Families who coerce their children into a forced marriage could face up to five years in jail under legislation to be announced by the Prime Minister this week. The new law will criminalise the practice, which occurs in some ethnic communities. Forcing someone into wedlock would become a criminal offence in its own right under the proposals.
Breaching an existing forced marriage civil protection order – which prevents a young person being made to marry against their will – would also be a criminal act, punishable by five years in prison.
The Home Office says the number of forced marriages is increasing and estimates that there are between 5,000 and 8,000 cases in England a year. Most involve families from Afghanistan, North and East Africa, India, Bangladesh, Iran, Iraq, Pakistan and Turkey. A source said: ‘The Government wants to be seen to be sending out the message to families within these communities that this kind of thing will not be tolerated any more. ‘The Prime Minister wants to stamp this out and feels that he will have the support of the public behind him.’

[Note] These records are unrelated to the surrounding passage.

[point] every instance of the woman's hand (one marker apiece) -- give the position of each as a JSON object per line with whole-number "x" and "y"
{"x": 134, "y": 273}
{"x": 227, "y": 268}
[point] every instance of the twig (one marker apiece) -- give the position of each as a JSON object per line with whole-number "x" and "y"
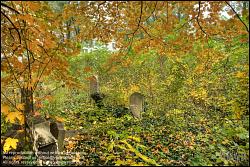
{"x": 197, "y": 19}
{"x": 12, "y": 25}
{"x": 237, "y": 16}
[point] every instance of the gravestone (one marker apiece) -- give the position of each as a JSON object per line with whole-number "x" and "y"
{"x": 94, "y": 85}
{"x": 48, "y": 138}
{"x": 136, "y": 103}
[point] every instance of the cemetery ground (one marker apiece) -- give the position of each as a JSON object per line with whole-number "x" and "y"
{"x": 113, "y": 135}
{"x": 125, "y": 83}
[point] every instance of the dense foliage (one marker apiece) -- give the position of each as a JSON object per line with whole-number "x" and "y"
{"x": 193, "y": 71}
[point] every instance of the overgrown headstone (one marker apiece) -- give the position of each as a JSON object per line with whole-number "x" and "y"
{"x": 94, "y": 85}
{"x": 136, "y": 102}
{"x": 57, "y": 130}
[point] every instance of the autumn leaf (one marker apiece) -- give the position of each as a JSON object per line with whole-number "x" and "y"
{"x": 87, "y": 69}
{"x": 20, "y": 106}
{"x": 12, "y": 116}
{"x": 59, "y": 119}
{"x": 9, "y": 144}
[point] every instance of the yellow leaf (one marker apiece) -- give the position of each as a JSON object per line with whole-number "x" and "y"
{"x": 110, "y": 147}
{"x": 5, "y": 109}
{"x": 59, "y": 119}
{"x": 10, "y": 143}
{"x": 134, "y": 138}
{"x": 20, "y": 106}
{"x": 240, "y": 74}
{"x": 12, "y": 116}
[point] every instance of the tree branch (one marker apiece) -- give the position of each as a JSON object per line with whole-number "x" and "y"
{"x": 12, "y": 25}
{"x": 238, "y": 16}
{"x": 197, "y": 19}
{"x": 2, "y": 4}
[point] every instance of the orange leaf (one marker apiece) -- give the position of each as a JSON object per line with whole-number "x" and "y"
{"x": 5, "y": 109}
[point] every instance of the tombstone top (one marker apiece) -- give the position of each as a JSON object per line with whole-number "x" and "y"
{"x": 136, "y": 101}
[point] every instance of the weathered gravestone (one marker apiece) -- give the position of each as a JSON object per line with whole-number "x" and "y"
{"x": 94, "y": 85}
{"x": 136, "y": 103}
{"x": 48, "y": 137}
{"x": 57, "y": 130}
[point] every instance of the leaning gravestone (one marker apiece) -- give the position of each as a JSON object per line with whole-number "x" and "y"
{"x": 136, "y": 102}
{"x": 48, "y": 138}
{"x": 94, "y": 85}
{"x": 57, "y": 130}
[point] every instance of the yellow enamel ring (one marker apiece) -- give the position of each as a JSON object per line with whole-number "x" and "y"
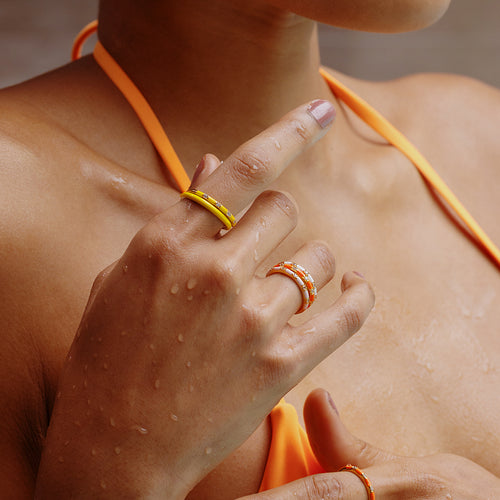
{"x": 301, "y": 278}
{"x": 366, "y": 482}
{"x": 212, "y": 205}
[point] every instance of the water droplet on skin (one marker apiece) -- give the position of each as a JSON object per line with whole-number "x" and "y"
{"x": 310, "y": 330}
{"x": 301, "y": 129}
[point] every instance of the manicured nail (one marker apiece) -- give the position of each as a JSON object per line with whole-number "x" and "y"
{"x": 322, "y": 111}
{"x": 198, "y": 171}
{"x": 332, "y": 404}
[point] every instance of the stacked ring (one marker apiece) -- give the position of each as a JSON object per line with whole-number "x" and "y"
{"x": 301, "y": 277}
{"x": 366, "y": 482}
{"x": 212, "y": 205}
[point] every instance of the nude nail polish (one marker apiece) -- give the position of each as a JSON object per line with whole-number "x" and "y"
{"x": 322, "y": 111}
{"x": 332, "y": 404}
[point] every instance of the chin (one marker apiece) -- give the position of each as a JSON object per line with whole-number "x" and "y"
{"x": 383, "y": 16}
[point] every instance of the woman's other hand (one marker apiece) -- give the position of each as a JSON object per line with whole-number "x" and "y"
{"x": 183, "y": 349}
{"x": 440, "y": 477}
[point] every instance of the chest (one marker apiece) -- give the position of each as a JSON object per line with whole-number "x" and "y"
{"x": 428, "y": 359}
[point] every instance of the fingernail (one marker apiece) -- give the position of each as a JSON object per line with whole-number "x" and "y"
{"x": 332, "y": 404}
{"x": 322, "y": 111}
{"x": 198, "y": 171}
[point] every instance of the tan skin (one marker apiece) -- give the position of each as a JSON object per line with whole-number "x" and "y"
{"x": 71, "y": 209}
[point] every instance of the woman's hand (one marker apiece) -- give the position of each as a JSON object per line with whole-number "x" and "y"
{"x": 442, "y": 476}
{"x": 183, "y": 349}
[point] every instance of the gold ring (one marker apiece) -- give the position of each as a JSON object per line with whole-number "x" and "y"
{"x": 366, "y": 482}
{"x": 301, "y": 278}
{"x": 212, "y": 205}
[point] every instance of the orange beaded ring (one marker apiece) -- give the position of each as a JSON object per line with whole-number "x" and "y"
{"x": 358, "y": 472}
{"x": 301, "y": 277}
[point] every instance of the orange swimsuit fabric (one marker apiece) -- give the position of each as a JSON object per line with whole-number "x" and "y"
{"x": 290, "y": 455}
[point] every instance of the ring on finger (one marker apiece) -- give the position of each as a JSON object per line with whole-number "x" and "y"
{"x": 212, "y": 205}
{"x": 366, "y": 482}
{"x": 301, "y": 278}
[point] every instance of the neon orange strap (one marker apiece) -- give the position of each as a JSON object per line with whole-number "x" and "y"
{"x": 397, "y": 139}
{"x": 356, "y": 103}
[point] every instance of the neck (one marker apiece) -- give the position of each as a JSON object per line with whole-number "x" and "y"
{"x": 220, "y": 71}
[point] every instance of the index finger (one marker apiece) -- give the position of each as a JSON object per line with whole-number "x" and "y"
{"x": 257, "y": 163}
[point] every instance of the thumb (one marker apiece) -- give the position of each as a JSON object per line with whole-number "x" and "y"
{"x": 208, "y": 164}
{"x": 333, "y": 445}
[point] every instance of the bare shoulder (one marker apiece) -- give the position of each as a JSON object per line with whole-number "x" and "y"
{"x": 454, "y": 122}
{"x": 24, "y": 190}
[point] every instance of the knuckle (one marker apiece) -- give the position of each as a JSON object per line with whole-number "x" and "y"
{"x": 324, "y": 258}
{"x": 280, "y": 202}
{"x": 252, "y": 167}
{"x": 351, "y": 318}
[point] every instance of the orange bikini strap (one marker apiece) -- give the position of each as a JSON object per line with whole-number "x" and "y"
{"x": 139, "y": 104}
{"x": 356, "y": 103}
{"x": 145, "y": 113}
{"x": 396, "y": 138}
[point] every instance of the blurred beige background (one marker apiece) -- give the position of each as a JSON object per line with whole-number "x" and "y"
{"x": 36, "y": 35}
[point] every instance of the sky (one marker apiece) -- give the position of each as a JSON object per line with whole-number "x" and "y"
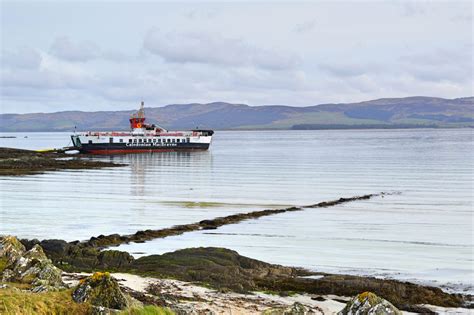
{"x": 110, "y": 55}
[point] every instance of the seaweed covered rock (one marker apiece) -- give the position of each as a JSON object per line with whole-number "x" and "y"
{"x": 11, "y": 249}
{"x": 368, "y": 303}
{"x": 30, "y": 267}
{"x": 295, "y": 309}
{"x": 101, "y": 290}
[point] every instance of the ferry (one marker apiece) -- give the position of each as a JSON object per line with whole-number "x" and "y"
{"x": 142, "y": 138}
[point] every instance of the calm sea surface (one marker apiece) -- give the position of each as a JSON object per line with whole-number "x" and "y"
{"x": 424, "y": 233}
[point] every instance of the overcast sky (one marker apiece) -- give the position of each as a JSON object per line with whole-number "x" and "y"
{"x": 110, "y": 55}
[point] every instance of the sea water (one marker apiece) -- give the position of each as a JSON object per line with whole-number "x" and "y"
{"x": 423, "y": 232}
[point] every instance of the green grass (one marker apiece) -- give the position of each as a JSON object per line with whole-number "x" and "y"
{"x": 3, "y": 264}
{"x": 17, "y": 302}
{"x": 148, "y": 310}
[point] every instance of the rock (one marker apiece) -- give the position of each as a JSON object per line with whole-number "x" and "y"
{"x": 368, "y": 303}
{"x": 295, "y": 309}
{"x": 100, "y": 290}
{"x": 114, "y": 259}
{"x": 31, "y": 267}
{"x": 11, "y": 249}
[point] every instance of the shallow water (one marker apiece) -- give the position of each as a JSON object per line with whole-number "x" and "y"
{"x": 424, "y": 233}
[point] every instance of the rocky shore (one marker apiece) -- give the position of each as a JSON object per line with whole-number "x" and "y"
{"x": 14, "y": 162}
{"x": 197, "y": 281}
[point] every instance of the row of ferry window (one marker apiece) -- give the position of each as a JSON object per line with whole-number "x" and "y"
{"x": 158, "y": 140}
{"x": 111, "y": 140}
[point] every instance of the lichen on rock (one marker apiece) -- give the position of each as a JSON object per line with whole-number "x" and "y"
{"x": 30, "y": 267}
{"x": 100, "y": 290}
{"x": 367, "y": 303}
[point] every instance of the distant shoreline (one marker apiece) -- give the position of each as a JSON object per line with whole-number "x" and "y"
{"x": 294, "y": 128}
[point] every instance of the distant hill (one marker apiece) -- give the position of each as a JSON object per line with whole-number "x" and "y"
{"x": 409, "y": 112}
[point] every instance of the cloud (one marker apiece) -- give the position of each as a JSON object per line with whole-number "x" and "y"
{"x": 441, "y": 65}
{"x": 23, "y": 58}
{"x": 65, "y": 49}
{"x": 193, "y": 47}
{"x": 305, "y": 27}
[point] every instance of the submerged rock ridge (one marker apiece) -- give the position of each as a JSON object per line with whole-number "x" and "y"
{"x": 29, "y": 267}
{"x": 367, "y": 303}
{"x": 15, "y": 162}
{"x": 103, "y": 241}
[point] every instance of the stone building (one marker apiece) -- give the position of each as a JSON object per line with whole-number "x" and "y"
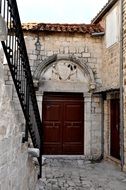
{"x": 79, "y": 77}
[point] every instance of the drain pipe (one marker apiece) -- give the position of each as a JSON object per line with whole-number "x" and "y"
{"x": 121, "y": 88}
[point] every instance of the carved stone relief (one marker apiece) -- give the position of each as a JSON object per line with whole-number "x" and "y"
{"x": 64, "y": 70}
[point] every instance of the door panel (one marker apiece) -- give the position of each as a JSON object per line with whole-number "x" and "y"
{"x": 63, "y": 117}
{"x": 115, "y": 129}
{"x": 73, "y": 127}
{"x": 52, "y": 122}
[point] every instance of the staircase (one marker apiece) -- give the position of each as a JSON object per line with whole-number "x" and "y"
{"x": 17, "y": 58}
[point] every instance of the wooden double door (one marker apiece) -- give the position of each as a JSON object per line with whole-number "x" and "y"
{"x": 63, "y": 123}
{"x": 115, "y": 128}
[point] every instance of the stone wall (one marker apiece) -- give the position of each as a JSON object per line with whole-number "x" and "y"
{"x": 87, "y": 50}
{"x": 17, "y": 170}
{"x": 111, "y": 59}
{"x": 110, "y": 66}
{"x": 124, "y": 76}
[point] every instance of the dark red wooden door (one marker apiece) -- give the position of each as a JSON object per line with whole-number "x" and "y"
{"x": 63, "y": 126}
{"x": 115, "y": 129}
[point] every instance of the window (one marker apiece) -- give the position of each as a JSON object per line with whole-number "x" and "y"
{"x": 112, "y": 27}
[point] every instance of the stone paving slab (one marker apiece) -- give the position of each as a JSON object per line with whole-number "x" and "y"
{"x": 92, "y": 176}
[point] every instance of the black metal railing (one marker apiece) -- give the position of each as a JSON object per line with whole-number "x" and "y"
{"x": 17, "y": 58}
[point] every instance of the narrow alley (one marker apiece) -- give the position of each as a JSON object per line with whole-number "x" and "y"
{"x": 64, "y": 174}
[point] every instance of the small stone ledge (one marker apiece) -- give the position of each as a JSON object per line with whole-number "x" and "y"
{"x": 34, "y": 152}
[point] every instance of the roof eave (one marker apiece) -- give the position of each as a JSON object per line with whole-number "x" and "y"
{"x": 105, "y": 9}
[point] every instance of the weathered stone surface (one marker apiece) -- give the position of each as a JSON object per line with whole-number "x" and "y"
{"x": 102, "y": 176}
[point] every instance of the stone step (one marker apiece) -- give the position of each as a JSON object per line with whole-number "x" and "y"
{"x": 66, "y": 160}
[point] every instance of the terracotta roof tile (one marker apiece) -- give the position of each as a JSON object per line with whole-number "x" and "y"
{"x": 103, "y": 11}
{"x": 71, "y": 28}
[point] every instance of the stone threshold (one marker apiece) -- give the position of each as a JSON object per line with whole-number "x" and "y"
{"x": 68, "y": 157}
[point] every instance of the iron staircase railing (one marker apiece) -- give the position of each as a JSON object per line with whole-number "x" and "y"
{"x": 17, "y": 58}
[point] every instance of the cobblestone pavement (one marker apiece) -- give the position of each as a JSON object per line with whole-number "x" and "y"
{"x": 80, "y": 175}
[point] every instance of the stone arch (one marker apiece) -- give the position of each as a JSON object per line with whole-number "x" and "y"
{"x": 47, "y": 62}
{"x": 51, "y": 62}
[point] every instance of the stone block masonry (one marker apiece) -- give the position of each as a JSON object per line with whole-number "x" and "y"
{"x": 17, "y": 170}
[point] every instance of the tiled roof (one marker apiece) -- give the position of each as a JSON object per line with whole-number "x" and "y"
{"x": 103, "y": 11}
{"x": 71, "y": 28}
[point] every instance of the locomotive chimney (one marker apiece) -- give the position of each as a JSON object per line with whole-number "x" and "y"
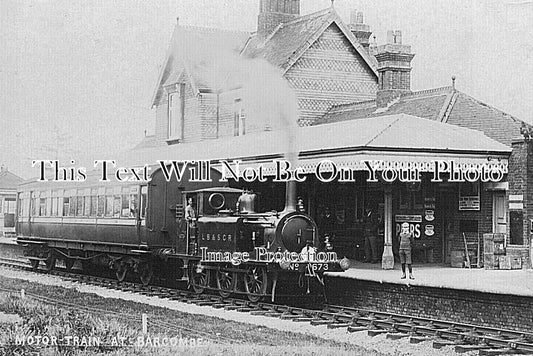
{"x": 290, "y": 197}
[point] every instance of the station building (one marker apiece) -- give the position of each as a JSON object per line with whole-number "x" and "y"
{"x": 218, "y": 97}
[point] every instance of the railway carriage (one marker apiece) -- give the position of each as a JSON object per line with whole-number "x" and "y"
{"x": 142, "y": 229}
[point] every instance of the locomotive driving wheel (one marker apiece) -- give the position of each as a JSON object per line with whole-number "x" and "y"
{"x": 226, "y": 282}
{"x": 255, "y": 282}
{"x": 120, "y": 272}
{"x": 69, "y": 263}
{"x": 198, "y": 277}
{"x": 146, "y": 273}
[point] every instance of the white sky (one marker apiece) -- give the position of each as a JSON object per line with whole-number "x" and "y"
{"x": 84, "y": 70}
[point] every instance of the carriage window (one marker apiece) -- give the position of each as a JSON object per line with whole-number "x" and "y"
{"x": 133, "y": 205}
{"x": 93, "y": 202}
{"x": 87, "y": 205}
{"x": 101, "y": 205}
{"x": 79, "y": 211}
{"x": 34, "y": 207}
{"x": 21, "y": 205}
{"x": 116, "y": 206}
{"x": 94, "y": 205}
{"x": 54, "y": 206}
{"x": 73, "y": 202}
{"x": 42, "y": 207}
{"x": 125, "y": 207}
{"x": 109, "y": 206}
{"x": 9, "y": 205}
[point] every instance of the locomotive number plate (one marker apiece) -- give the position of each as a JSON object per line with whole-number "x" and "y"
{"x": 295, "y": 266}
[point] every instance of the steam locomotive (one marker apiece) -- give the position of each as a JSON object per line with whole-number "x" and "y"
{"x": 210, "y": 236}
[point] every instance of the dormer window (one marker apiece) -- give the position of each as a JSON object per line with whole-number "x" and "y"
{"x": 239, "y": 120}
{"x": 176, "y": 113}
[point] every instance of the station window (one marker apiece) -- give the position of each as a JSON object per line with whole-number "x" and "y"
{"x": 239, "y": 120}
{"x": 175, "y": 112}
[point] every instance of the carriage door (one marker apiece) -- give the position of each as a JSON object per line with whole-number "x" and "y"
{"x": 499, "y": 213}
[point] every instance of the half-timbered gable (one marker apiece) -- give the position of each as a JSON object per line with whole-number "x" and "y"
{"x": 329, "y": 73}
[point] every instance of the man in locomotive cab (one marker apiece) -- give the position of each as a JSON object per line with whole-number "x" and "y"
{"x": 246, "y": 202}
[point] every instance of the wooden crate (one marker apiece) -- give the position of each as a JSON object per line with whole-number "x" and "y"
{"x": 490, "y": 261}
{"x": 457, "y": 258}
{"x": 516, "y": 262}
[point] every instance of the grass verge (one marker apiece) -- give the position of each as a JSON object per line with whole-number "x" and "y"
{"x": 94, "y": 325}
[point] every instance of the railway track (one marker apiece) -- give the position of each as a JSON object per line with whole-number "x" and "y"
{"x": 463, "y": 337}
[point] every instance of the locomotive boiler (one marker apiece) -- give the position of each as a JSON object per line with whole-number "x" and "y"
{"x": 211, "y": 236}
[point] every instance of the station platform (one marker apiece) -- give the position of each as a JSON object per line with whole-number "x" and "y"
{"x": 507, "y": 282}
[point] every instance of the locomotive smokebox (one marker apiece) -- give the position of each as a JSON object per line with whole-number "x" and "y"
{"x": 290, "y": 197}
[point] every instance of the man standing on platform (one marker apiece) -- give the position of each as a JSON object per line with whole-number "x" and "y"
{"x": 370, "y": 226}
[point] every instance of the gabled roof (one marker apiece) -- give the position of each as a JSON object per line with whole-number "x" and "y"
{"x": 208, "y": 57}
{"x": 9, "y": 180}
{"x": 195, "y": 52}
{"x": 441, "y": 104}
{"x": 291, "y": 39}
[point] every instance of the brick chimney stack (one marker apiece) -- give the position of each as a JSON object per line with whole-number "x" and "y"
{"x": 274, "y": 12}
{"x": 359, "y": 29}
{"x": 394, "y": 68}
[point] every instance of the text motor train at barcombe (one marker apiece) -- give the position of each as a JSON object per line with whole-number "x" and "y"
{"x": 211, "y": 236}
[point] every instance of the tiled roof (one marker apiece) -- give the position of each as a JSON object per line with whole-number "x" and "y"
{"x": 210, "y": 57}
{"x": 289, "y": 40}
{"x": 9, "y": 180}
{"x": 403, "y": 134}
{"x": 427, "y": 104}
{"x": 440, "y": 104}
{"x": 149, "y": 141}
{"x": 199, "y": 53}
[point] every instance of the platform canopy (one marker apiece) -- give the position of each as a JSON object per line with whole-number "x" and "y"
{"x": 396, "y": 140}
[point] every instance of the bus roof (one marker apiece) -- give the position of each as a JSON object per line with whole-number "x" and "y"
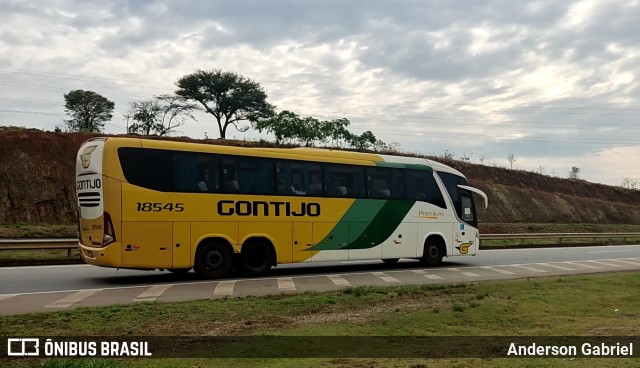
{"x": 300, "y": 153}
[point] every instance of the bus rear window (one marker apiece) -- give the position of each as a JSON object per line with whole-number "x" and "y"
{"x": 147, "y": 168}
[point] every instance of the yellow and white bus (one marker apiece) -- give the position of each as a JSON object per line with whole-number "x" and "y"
{"x": 154, "y": 204}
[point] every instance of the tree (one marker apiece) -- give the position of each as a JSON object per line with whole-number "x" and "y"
{"x": 337, "y": 131}
{"x": 574, "y": 173}
{"x": 630, "y": 183}
{"x": 88, "y": 111}
{"x": 160, "y": 115}
{"x": 284, "y": 125}
{"x": 229, "y": 97}
{"x": 364, "y": 141}
{"x": 511, "y": 158}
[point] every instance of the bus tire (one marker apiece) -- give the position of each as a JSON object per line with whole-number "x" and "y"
{"x": 256, "y": 258}
{"x": 213, "y": 260}
{"x": 433, "y": 253}
{"x": 179, "y": 271}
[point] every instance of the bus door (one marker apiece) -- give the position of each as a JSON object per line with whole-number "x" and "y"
{"x": 302, "y": 241}
{"x": 182, "y": 245}
{"x": 147, "y": 244}
{"x": 465, "y": 232}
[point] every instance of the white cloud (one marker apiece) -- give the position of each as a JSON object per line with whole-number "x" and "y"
{"x": 553, "y": 82}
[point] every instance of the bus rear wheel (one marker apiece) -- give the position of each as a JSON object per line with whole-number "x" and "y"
{"x": 213, "y": 260}
{"x": 179, "y": 271}
{"x": 433, "y": 253}
{"x": 256, "y": 258}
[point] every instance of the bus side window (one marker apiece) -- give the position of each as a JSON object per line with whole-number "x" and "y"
{"x": 422, "y": 186}
{"x": 230, "y": 182}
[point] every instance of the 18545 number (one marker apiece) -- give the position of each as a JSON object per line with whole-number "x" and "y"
{"x": 159, "y": 206}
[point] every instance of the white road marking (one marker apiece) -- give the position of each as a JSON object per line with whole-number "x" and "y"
{"x": 224, "y": 288}
{"x": 604, "y": 263}
{"x": 583, "y": 265}
{"x": 384, "y": 277}
{"x": 471, "y": 274}
{"x": 152, "y": 293}
{"x": 626, "y": 262}
{"x": 339, "y": 280}
{"x": 498, "y": 270}
{"x": 72, "y": 299}
{"x": 530, "y": 268}
{"x": 286, "y": 284}
{"x": 611, "y": 251}
{"x": 554, "y": 265}
{"x": 356, "y": 262}
{"x": 433, "y": 277}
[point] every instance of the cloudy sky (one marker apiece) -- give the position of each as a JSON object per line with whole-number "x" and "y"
{"x": 555, "y": 83}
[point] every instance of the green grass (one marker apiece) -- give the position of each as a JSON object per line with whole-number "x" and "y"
{"x": 594, "y": 305}
{"x": 35, "y": 257}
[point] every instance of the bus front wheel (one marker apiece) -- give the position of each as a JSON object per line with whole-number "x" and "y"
{"x": 213, "y": 260}
{"x": 256, "y": 258}
{"x": 433, "y": 253}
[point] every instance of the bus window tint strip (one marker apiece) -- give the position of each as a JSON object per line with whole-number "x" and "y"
{"x": 194, "y": 172}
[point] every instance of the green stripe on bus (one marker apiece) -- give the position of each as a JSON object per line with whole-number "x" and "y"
{"x": 366, "y": 224}
{"x": 403, "y": 166}
{"x": 361, "y": 211}
{"x": 383, "y": 224}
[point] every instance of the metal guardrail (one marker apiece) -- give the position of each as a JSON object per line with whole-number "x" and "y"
{"x": 69, "y": 244}
{"x": 559, "y": 236}
{"x": 26, "y": 244}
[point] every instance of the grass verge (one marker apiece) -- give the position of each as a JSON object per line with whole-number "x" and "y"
{"x": 594, "y": 305}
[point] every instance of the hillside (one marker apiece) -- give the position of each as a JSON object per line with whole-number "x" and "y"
{"x": 37, "y": 186}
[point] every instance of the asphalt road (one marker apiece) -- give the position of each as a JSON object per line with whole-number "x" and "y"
{"x": 50, "y": 288}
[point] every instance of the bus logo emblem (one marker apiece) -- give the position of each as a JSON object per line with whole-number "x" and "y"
{"x": 85, "y": 157}
{"x": 464, "y": 248}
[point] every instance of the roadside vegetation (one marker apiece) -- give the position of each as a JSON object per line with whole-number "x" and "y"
{"x": 595, "y": 305}
{"x": 62, "y": 256}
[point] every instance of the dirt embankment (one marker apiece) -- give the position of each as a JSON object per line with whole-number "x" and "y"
{"x": 37, "y": 186}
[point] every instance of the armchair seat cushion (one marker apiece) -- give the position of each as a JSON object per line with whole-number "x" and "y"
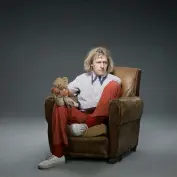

Earlier this year a report from the Government’s Forced Marriage Unit revealed that a five-year-old girl had become Britain’s youngest victim of forced marriage. She was just one of 400 children to receive assistance from the unit in 2011. More than a quarter of the 1,500 cases last year involved minors. Every year hundreds of young people are at risk of being taken abroad by their parents to be forced to marry against their will.